François CHEVAL lors de l'accrochage de l'exposition "THE OTHERS" avec Olivier Culmann et Anne-Céline Besson (Assistante de Conservation) © Wipplay

Vous êtes arrivé en fonction en 1996 : vous aviez une idée claire de ce que vous vouliez faire ?

Généralement, quand un nouveau conservateur arrive, il dit du mal de son prédécesseur et casse « l’outil », histoire de s’affirmer dans la rupture. Personnellement, j’ai beaucoup de respect pour le travail de Paul Jay, le premier conservateur du musée. Il a commencé avec très peu de moyens et créé une collection « hallucinante ». Aujourd’hui, le musée dispose de près de trois millions d’images et de quelques 1.500 appareils. Il est parvenu à constituer un fonds de référence : avec, par exemple, des œuvres de Fox-Talbot (l’inventeur du procédé négatif-positif), mais aussi des calotypistes français peu connus, les expérimentations de Demachy, etc.

Mais, on ne lui rendra jamais suffisamment justice d’avoir été le seul à défendre une école française particulière des années 1960, avec Cordier, Brihat et Sudre, une espèce de renouveau tardif du pictorialisme. Le travail de mon prédécesseur m’a permis d’éviter de continuer une longue et fastidieuse accumulation primitive et d’avoir la chance d’ouvrir le musée sur d’autres champs, inexplorés. Ce qui ne l’intéressait pas, moi m’intéressait. L’impression que cela donne, c’est d’avoir « rattrapé le retard », tant au niveau des collections que du fonctionnement du musée.

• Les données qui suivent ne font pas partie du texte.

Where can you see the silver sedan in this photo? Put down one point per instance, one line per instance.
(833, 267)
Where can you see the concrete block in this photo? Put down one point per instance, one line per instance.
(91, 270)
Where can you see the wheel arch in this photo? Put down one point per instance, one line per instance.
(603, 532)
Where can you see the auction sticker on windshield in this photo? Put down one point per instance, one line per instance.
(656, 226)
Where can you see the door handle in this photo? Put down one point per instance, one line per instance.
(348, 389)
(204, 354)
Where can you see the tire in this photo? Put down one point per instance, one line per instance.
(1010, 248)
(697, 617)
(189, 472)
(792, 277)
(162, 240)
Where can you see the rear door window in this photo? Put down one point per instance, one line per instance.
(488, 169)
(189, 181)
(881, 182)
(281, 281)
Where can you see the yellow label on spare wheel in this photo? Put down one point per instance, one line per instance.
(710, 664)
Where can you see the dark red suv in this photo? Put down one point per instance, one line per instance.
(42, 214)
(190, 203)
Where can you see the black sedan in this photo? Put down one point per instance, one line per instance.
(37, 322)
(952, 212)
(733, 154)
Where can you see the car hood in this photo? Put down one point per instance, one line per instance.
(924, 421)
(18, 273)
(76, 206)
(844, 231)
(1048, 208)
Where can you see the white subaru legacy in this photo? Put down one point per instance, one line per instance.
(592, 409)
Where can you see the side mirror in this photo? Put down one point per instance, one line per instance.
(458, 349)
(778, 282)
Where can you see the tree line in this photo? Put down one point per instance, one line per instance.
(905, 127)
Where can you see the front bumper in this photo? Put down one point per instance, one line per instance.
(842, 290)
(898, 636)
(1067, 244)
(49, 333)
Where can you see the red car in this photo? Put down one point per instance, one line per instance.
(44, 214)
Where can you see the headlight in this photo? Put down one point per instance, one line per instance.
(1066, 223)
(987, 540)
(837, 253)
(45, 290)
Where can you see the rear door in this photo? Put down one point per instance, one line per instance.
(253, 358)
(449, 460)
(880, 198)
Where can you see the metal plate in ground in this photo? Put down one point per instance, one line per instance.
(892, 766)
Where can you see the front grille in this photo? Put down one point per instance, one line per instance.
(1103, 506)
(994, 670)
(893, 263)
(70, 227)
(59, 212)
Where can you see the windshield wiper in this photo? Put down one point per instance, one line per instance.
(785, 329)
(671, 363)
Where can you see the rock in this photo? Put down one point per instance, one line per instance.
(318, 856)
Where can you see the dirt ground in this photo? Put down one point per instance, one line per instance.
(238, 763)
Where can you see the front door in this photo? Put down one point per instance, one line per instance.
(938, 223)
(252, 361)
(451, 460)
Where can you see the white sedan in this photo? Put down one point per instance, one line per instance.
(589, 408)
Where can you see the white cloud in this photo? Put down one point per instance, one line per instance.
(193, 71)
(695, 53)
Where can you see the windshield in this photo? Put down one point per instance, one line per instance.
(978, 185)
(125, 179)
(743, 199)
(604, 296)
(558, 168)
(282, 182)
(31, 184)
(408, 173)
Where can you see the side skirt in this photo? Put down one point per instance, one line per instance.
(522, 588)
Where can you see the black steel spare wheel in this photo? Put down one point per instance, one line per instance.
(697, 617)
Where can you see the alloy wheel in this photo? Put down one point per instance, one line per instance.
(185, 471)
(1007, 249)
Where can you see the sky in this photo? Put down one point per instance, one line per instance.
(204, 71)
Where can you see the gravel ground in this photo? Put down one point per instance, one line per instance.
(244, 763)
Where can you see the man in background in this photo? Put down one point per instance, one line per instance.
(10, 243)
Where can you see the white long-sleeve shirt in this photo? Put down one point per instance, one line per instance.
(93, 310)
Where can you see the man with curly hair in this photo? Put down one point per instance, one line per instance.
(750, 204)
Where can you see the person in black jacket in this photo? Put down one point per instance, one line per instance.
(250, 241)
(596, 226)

Vous vous y êtes pris comment ?

Déjà, la première année (1996), j’ai essayé de comprendre la muséographie française appliquée à la photographie et de voir ce qui se faisait ailleurs, dans les autres musées dédiés au médium (Rochester, Bradford, Cologne, etc…). J’en ai tiré la conclusion, plutôt accablé, qu’on retrouvait partout la même histoire, ce mantra qui commence invariablement par « Et Dieu donna la photographie à l’humanité ». Et toujours cette idée de raconter l’histoire chronologiquement par la technique et les auteurs. Je trouvais que ça n’avait aucun intérêt : les livres le faisaient déjà, et plutôt mal (Beaumont Newhall) !

J’ai pensé qu’il fallait réinventer un parcours en renversant la proposition, en faisant de la pratique de tous, la base de la muséographie et de la photographie un objet d’analyse et non plus d’admiration.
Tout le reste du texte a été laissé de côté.